Jones was shot in the back by Encina, who was again working security at a restaurant. At the time, Encina said he feared for his life because Jones was carrying a gun as he ran from the scene of a fender-bender near the restaurant drive-thru. A gun was found near Jones. Encina later admitted in court during the wrongful death lawsuit that Jones did not point a gun at him. Bush contends that the gun found near Jones’ body after he was shot was not his.
“To our knowledge, there exists no evidence of any tampering or deliberate withholding of information by any officer within the chain of custody of the handgun involved in the shooting of Mr. Jones,” city officials wrote in a 2017 memo regarding the case.
Because Encina was off duty, there was no body camera video to review.
“There was nothing showing what happened to Marquise,” she said.
Unlike the case of George Floyd’s murder by police in Minneapolis.
“I was so livid” when so many people took to the street in San Antonio for Floyd, but not for her nephew, Bush said, “because you’re fighting for someone in a whole ‘nother state, a whole ‘nother city. … This happened right here.”

The momentum from that civil uprising in 2020 did lead to a review of Jones’ case by District Attorney Joe Gonzales’ newly created Civil Rights Division.
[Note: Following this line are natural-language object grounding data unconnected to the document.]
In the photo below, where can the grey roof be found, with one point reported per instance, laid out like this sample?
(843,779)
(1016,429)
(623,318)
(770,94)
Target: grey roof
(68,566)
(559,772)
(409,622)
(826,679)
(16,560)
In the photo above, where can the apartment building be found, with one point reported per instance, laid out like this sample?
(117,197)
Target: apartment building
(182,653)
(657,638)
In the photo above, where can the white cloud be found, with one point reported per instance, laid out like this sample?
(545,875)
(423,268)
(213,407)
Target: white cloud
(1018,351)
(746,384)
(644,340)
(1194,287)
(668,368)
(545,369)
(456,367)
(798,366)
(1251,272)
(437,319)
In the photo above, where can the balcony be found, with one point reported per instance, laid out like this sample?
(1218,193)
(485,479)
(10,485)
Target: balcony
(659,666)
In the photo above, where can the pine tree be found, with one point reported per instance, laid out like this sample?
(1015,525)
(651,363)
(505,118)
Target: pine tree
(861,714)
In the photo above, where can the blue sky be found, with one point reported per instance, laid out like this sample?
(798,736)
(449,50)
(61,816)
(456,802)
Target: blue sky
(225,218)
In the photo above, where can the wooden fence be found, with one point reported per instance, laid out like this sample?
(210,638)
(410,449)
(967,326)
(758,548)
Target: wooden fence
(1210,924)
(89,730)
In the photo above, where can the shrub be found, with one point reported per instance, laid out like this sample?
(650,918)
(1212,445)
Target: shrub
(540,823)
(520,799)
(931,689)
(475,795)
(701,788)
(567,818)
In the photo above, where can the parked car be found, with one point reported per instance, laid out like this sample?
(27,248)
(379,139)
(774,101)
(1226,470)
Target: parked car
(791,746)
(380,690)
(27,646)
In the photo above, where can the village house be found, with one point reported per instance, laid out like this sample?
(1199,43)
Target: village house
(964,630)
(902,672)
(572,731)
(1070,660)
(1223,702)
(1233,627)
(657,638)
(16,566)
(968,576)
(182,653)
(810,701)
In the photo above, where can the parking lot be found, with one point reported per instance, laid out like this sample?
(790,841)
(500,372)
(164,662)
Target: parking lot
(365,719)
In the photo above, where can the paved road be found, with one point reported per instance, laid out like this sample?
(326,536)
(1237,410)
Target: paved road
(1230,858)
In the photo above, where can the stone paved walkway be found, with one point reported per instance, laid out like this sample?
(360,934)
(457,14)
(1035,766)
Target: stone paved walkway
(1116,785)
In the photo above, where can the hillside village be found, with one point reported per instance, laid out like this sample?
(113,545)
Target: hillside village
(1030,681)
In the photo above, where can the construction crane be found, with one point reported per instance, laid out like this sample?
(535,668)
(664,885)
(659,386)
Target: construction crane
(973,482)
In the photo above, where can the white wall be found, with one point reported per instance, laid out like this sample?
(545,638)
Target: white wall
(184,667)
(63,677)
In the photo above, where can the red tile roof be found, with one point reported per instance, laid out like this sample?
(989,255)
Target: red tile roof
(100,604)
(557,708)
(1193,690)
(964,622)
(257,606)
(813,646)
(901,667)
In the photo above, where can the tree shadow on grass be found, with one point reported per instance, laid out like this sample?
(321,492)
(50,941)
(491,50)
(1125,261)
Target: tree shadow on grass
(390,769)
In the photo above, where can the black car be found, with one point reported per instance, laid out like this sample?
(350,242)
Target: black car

That review was closed in early 2021, and the DA’s office declined to present a case against Encina to a grand jury again.
Nationally, shootings by police are resulting in more criminal charges being brought, but prosecutions are still relatively rare. In 2021, 21 U.S. police officers were charged with murder or manslaughter stemming from an on-duty shooting, the highest in a single year, according to a database at Bowling Green State University. That’s up from 16 officers in 2020 and 12 in 2019.
Bush was heartened by the swift arrest of the three officers who shot and killed a woman experiencing a mental health crisis earlier this year.
She said she’ll continue fighting on Jones’ behalf “until my last breath. Now I stand in grievance with other families. I will advocate for them.”